Quintin Oliver, international conflict resolution expert, and Fiona MacMillan, political communications specialist, will present three short films and lead a discussion about the grass roots sources of peace in Northern Ireland from 1-2:20 p.m. on Wednesday, March 4 in Miller Hall 152.
The three films by award winning film team Below the Radar, “The Story of Yes,” “54 Towns,” and “Hope on the Border” are meant to encapsulate the mood of the time, and serve as a reminder of the history of Northern Ireland. They are each directed by millennials, two by young women.
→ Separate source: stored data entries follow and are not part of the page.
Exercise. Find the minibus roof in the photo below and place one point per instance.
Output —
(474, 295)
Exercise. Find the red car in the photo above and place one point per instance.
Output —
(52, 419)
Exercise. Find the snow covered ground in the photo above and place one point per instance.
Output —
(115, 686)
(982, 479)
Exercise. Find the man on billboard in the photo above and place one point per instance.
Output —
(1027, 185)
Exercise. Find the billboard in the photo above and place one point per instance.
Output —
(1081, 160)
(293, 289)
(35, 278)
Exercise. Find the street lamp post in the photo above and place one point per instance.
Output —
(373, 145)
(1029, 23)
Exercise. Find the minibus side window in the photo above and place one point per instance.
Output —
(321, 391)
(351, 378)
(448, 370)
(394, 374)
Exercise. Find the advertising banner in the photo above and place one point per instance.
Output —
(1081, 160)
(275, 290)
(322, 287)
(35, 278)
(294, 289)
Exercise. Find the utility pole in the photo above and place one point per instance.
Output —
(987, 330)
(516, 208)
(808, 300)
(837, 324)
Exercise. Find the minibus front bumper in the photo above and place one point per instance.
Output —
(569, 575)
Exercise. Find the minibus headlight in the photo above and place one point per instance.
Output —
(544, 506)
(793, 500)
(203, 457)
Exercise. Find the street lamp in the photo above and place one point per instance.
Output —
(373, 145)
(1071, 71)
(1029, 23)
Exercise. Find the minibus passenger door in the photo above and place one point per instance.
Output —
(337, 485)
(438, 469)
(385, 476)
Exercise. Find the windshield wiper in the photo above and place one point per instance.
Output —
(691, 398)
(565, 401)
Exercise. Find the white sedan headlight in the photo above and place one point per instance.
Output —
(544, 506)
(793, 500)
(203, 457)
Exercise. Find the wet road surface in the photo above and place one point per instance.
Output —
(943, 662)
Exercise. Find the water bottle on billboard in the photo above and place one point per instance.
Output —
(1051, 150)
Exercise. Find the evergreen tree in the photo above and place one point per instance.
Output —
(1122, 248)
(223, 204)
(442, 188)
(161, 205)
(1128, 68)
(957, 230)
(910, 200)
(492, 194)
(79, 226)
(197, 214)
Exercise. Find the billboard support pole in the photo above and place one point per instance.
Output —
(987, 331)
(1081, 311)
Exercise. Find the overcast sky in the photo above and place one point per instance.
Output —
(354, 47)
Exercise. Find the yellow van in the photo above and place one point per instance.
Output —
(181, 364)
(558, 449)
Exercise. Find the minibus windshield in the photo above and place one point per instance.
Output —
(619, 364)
Each short film is under 15 minutes, leaving time to discuss and reflect between the films and then bring it all together afterwards. Oliver and MacMillan will lead a discussion on the persistence of peace in Northern Ireland despite the travails of Britain leaving the EU. Together, they founded the non-party ‘Yes’ Campaign, a grassroots, cross-party campaign with a firm goal of increasing understanding and building support for the Good Friday Agreement, which ultimately was passed in 1998.
The Good Friday Agreement established a new government for Northern Ireland and ended a three-decade period of conflict known as “The Troubles,” where there was conflict between the majority population, the unionists, who wanted to remain part of the United Kingdom, and the minority, the nationalists, who wanted Northern Ireland to reunite with the rest of Ireland.
This event is free and open to the public.
The event is hosted by the Institute for Global Engagement, and sponsored by the Karen W. Morse Institute for Leadership, the Border Policy Research Institute, the Department of Sociology, the Department of Political Science and the Political Science Association, the Department of Anthropology, and the Office of the Provost.